Stablecoins may look calm on the surface. Mexico’s central bank is not convinced they stay that way under pressure.
In its latest financial stability report, the Bank of Mexico (Banxico) warned that stablecoins pose meaningful risks to financial stability, citing their rapid growth, deepening ties to traditional finance, and uneven global regulation. According to the bank, those factors could amplify stress during market shocks rather than contain it.
At the core of the concern is structure.
Banxico pointed to stablecoins’ heavy reliance on short term U.S. Treasuries, a feature often marketed as a strength. In periods of stress, however, that exposure can become a vulnerability. The report also highlighted market concentration, noting that just two issuers control roughly 86% of total stablecoin supply, alongside past depegging episodes that revealed cracks in the system.
The bigger risk is spillover.
Without coordinated international safeguards, Banxico warned that mass redemptions or issuer failures could ripple into broader funding markets. Diverging regulatory approaches only add fuel to the fire. Frameworks like the EU’s MiCA and the U.S. GENIUS Act impose different rules around reserves, redemption rights, and depositor protections, creating fragmentation instead of consistency.
That fragmentation invites arbitrage.
According to Banxico’s analysis, issuers and users could exploit regulatory gaps across jurisdictions, concentrating risk where oversight is weakest. As a result, the central bank said it plans to maintain a cautious separation between traditional financial institutions and virtual assets, citing the potential for contagion into wider markets.
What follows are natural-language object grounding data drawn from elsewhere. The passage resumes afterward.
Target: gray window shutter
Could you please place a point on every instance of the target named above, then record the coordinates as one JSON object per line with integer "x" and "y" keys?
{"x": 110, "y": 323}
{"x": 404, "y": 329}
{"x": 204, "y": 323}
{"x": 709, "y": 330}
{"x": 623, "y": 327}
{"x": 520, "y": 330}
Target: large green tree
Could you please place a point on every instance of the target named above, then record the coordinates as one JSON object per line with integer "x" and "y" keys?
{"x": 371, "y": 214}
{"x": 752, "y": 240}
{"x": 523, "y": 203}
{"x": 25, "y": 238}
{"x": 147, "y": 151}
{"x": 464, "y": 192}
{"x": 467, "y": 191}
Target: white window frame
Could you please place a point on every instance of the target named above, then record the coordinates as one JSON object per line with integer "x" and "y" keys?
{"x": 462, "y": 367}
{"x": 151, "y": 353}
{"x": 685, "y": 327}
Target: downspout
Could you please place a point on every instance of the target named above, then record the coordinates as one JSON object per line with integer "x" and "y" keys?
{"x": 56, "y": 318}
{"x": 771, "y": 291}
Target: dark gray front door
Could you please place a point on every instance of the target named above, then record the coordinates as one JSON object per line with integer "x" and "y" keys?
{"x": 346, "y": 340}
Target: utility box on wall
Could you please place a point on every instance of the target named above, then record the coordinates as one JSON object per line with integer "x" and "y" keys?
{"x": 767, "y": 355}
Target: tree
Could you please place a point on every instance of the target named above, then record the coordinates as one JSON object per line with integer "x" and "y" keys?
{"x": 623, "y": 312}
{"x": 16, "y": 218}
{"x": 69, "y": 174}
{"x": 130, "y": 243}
The warning is not one sided.
Banxico acknowledged that stablecoins can improve settlement efficiency, lower transfer costs, and support remittances and liquidity within decentralized finance. Still, the report concludes that the risks outweigh the benefits without stronger international regulatory coordination.
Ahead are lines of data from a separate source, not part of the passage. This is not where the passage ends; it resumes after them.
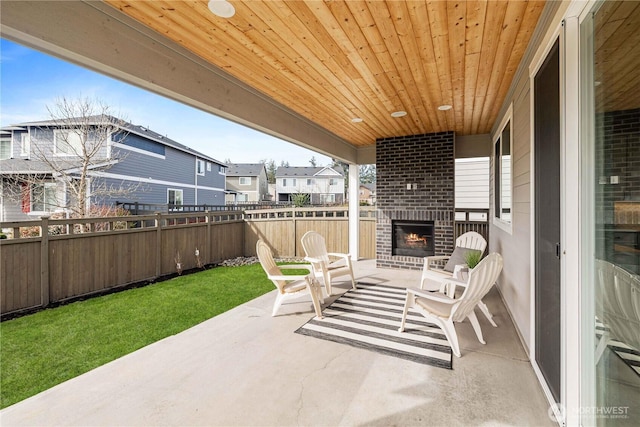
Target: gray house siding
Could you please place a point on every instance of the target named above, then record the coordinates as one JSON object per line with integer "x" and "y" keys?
{"x": 144, "y": 167}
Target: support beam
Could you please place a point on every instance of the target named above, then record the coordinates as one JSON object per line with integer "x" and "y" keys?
{"x": 354, "y": 211}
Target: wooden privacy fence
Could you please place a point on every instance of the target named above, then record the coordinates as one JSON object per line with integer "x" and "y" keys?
{"x": 72, "y": 258}
{"x": 283, "y": 229}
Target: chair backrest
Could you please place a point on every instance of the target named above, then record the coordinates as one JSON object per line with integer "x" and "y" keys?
{"x": 618, "y": 302}
{"x": 265, "y": 256}
{"x": 480, "y": 280}
{"x": 314, "y": 246}
{"x": 472, "y": 240}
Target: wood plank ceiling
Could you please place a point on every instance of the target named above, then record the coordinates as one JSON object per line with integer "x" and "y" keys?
{"x": 617, "y": 56}
{"x": 334, "y": 61}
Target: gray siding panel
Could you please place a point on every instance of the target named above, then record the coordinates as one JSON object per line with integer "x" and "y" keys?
{"x": 515, "y": 282}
Mexico’s adoption numbers reflect that cautious stance.
Data from Chainalysis shows Mexico fell to 23rd place in the Global Crypto Adoption Index for 2025, down from 14th in 2024. Despite the presence of major exchanges like Bitso, the country has not rolled out new comprehensive crypto legislation and continues to rely on its 2018 Fintech Law as the primary framework.
The regional contrast is stark.
Brazil and Argentina now lead Latin America in crypto adoption. Chainalysis’ 2025 Geography of Crypto Report shows the region generated nearly $1.5 trillion in crypto transaction volume between July 2022 and June 2025. Monthly activity surged from $20.8 billion in mid 2022 to almost $88 billion by December 2024.
Brazil alone accounted for $318.8 billion, nearly one third of the region’s total. The country finalized rules in November placing crypto firms under banking style supervision. Argentina ranked second with $93.9 billion in transaction volume and is reportedly considering allowing traditional financial institutions to trade cryptocurrencies, a potential reversal of its 2022 ban.
Mexico’s message is clear. Stablecoins are powerful tools, but without global guardrails, they could carry risks that extend far beyond crypto itself.